D-Day.........the beginning of the end.

Many films have been made of the Normandy Invasion but nothing can compare to the horror of being there. A friend of mine was on that beach and was severely wounded. He has live a life of pain and suffering. Oh he doesn't talk about it to anyone but I know his story from his wife. He was injured and spent hours under a tank waiting for help. For many years after the war he was a paraplegic but eventually regained the use of his limbs. He almost didn't make it, it was pure luck that when he was recovered and thought dead, someone heard him grunt as they threw him on the pile of dead. I wont say he was lucky, but he lived and lived a good long life now in his 90s he is in a nursing home and still in pain. The price of our freedom.

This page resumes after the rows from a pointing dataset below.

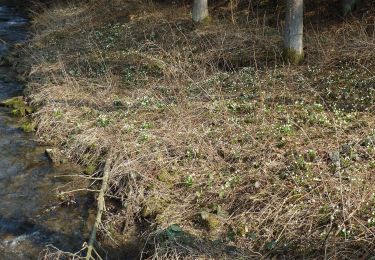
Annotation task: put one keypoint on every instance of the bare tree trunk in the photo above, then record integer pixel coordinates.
(200, 10)
(293, 37)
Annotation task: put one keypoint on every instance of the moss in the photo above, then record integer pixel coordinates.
(28, 127)
(152, 207)
(293, 57)
(168, 177)
(241, 229)
(210, 221)
(18, 105)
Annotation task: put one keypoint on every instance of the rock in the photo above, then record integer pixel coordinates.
(55, 156)
(28, 127)
(211, 221)
(18, 105)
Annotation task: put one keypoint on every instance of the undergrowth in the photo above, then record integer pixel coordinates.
(223, 150)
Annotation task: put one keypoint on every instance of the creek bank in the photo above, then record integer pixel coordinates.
(212, 159)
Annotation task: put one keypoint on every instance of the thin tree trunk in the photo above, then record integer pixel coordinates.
(200, 10)
(293, 37)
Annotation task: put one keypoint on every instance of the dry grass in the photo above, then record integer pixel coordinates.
(212, 131)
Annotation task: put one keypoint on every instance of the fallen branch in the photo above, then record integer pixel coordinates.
(101, 208)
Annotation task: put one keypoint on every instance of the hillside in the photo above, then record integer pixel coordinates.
(219, 149)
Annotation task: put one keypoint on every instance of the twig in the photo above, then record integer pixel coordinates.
(101, 208)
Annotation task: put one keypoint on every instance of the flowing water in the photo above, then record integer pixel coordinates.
(30, 217)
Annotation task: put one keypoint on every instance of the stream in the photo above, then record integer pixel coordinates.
(30, 215)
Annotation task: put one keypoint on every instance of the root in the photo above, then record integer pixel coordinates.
(101, 209)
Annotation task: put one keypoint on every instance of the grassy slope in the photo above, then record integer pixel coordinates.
(210, 131)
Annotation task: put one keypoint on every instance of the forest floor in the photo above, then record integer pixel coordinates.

My Uncle was killed at Dunkirk, on the beach there and is buried in France. Some day I hope to make the trip to see that cemetery.
My Grandmother had 10 children and only one died. She had 5 boys and four went away to war. They all came back. Two served in the desert war and my father Harry, who was being trained for desert war was sent off to Singapore when Japan entered the war. He was captured there and spent the rest of the war in a Japanese prison camp, it changed his life forever. His brother in law was also captured as was a nephew of his. They all made it home. The tales of horror never repeated unless in a round about way while telling someone else's story. Or as is the British way, seeing humour in odd places, telling some funny stories.
My Dad told me about being set to guard the dead. Apparently the Japanese would put a dead person in a wooden coffin and leave a couple of people to stand guard (I didnt get that part of the story) .....one night Dad was standing guard with a young Japanese soldier/person. Well when the body settles air can escape and the body stiffens. In the silence of the night noises came from inside the coffin as the person inside expelled air from his lungs and his fingers scratched the bottom of the coffin. The young Japanese man went "white as a sheet" and ran screaming from the room, leaving good old Harry in a state of mirth. Being expert himself he knew all was well and didn't enlighten the poor young man.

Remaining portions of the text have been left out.